A semi-automatic knowledge graph development solution for process safety in the chemical industry is designed in this paper. Each part of the entire development process can be run programmatically with manual supervision and modification. The main contributions of this paper are listed as follows:

• Different from FRAM and PRAF, a semi-automatic knowledge graph development solution for improved process safety is proposed in this paper, which can qualitatively and comprehensively model various processes in the form of semantic networks. This construction framework makes full use of the knowledge of process safety in the chemical industry and provides the foundation for improving process safety level. And it can be promoted to other production processes in the chemical industry.

• We construct a schema representing the process technologies and concepts in the chemical industry, which is the foundation of the knowledge graph. The main challenge of constructing this schema is how to properly define classes, relations, and properties to describe the process safety analysis process, while minimizing ambiguity and ensuring inference.

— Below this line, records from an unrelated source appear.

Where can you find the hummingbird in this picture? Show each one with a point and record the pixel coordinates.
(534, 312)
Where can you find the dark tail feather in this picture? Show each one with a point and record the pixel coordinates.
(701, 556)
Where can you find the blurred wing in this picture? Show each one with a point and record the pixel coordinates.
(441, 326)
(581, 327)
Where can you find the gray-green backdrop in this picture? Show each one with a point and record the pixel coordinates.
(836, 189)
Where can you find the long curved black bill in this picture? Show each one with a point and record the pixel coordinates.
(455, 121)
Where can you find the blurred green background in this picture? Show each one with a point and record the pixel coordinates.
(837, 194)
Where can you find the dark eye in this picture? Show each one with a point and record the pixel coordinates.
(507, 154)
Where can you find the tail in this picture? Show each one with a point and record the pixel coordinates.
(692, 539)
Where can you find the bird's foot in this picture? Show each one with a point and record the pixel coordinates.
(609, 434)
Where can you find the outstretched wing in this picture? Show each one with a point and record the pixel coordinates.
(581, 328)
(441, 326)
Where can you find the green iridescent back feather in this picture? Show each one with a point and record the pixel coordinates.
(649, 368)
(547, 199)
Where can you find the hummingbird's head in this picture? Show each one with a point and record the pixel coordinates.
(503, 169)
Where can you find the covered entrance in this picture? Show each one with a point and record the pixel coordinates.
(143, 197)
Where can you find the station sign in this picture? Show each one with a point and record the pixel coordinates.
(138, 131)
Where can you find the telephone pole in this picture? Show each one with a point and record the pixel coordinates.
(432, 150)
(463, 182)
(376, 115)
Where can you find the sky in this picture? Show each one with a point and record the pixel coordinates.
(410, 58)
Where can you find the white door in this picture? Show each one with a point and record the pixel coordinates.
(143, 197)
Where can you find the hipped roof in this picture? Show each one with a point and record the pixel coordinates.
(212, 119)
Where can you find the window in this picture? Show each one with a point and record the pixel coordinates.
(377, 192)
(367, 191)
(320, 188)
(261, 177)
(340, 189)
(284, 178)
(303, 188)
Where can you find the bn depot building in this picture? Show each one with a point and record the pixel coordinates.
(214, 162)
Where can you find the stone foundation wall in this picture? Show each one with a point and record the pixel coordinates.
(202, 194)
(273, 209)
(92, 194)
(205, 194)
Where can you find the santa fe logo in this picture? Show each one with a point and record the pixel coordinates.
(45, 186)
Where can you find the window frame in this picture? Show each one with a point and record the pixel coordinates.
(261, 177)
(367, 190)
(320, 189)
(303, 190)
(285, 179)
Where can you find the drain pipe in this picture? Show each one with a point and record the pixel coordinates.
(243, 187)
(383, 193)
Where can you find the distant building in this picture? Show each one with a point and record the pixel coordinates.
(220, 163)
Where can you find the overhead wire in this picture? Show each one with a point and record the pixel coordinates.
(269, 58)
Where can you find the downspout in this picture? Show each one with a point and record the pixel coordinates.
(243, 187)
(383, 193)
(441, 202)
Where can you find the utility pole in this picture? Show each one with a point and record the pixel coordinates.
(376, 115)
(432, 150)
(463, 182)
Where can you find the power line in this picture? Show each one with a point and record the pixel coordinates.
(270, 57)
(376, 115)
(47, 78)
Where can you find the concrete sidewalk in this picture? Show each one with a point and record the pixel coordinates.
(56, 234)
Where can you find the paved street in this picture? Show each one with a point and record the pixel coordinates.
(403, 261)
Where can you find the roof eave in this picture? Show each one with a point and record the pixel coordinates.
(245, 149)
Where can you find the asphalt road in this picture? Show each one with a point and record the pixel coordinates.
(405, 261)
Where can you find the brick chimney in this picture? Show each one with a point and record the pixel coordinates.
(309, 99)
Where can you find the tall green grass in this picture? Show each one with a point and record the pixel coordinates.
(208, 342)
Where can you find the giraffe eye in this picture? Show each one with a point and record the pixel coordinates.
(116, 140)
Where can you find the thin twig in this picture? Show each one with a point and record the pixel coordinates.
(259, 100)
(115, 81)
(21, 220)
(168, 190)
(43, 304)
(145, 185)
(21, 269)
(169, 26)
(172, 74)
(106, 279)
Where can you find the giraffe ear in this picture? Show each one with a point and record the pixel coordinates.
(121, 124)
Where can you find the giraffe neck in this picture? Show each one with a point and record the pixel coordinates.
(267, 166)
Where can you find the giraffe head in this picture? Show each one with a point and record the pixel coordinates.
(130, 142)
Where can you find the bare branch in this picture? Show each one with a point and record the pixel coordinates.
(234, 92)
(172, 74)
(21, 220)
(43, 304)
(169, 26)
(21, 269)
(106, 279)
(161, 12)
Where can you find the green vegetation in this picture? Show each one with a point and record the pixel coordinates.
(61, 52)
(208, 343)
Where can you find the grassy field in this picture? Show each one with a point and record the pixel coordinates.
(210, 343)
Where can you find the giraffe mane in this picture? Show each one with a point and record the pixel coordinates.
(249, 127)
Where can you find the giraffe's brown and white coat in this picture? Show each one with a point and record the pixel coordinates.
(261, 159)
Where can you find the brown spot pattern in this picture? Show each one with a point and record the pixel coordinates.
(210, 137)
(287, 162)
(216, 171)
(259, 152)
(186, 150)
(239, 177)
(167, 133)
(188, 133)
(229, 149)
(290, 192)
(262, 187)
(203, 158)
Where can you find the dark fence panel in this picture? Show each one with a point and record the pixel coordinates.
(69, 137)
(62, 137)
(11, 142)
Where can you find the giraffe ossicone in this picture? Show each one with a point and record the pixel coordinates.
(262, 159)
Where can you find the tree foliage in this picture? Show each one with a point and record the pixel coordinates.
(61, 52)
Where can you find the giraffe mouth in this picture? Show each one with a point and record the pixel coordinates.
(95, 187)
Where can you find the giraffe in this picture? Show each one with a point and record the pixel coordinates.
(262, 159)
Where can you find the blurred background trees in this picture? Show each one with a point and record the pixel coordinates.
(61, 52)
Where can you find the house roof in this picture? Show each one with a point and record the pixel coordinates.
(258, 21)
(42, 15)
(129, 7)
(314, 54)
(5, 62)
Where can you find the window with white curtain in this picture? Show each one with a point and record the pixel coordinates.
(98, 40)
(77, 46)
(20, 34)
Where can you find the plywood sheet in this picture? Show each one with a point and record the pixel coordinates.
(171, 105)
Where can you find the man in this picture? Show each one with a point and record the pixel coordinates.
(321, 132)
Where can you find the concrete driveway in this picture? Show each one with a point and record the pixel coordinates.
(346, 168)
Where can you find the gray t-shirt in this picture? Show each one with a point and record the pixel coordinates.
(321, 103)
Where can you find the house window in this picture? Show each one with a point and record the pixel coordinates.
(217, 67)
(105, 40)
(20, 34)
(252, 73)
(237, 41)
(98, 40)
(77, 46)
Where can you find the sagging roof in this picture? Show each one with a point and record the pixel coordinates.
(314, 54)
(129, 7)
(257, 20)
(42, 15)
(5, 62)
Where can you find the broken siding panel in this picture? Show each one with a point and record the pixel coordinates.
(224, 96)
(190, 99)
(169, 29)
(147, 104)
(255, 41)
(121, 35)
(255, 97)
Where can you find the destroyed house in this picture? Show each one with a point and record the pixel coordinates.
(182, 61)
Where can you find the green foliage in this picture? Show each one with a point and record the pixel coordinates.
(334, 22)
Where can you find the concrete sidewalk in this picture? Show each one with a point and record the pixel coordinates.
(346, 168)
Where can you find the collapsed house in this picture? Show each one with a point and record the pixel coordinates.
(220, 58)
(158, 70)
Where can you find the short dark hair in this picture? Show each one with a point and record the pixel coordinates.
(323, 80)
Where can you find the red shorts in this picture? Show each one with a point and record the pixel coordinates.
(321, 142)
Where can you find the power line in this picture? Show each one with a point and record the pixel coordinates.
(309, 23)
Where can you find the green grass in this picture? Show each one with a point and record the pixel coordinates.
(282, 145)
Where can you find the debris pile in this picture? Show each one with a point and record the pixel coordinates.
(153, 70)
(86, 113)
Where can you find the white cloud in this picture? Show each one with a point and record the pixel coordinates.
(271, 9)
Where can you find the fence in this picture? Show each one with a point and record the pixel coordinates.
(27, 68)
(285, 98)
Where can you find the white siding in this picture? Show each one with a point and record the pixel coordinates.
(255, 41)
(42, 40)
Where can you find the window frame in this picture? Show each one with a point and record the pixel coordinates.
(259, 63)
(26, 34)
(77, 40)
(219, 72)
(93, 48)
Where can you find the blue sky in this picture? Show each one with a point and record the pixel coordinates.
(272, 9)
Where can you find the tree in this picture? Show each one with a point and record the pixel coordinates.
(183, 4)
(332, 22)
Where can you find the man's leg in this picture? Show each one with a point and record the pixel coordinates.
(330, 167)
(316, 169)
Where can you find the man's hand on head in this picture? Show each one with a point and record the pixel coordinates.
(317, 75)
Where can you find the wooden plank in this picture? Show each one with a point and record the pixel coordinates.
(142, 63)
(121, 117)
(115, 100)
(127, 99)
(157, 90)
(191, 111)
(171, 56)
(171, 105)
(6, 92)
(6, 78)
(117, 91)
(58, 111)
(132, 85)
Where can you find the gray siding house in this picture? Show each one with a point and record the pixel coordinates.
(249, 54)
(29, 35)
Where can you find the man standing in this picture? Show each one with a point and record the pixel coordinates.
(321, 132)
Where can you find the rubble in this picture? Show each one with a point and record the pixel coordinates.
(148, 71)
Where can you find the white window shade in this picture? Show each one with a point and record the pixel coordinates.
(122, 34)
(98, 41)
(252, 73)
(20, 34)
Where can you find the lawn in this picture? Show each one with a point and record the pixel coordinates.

• To semi-automatically extract useful data from different data sources, such as the existing relational databases and text documents, different extraction solutions are designed based on natural language processing (NLP) technologies.

• Based on constructed knowledge graphs, several useful applications, including knowledge visualization, automatic information retrieval and extraction of causal chains, are realized in the case of delayed coking process.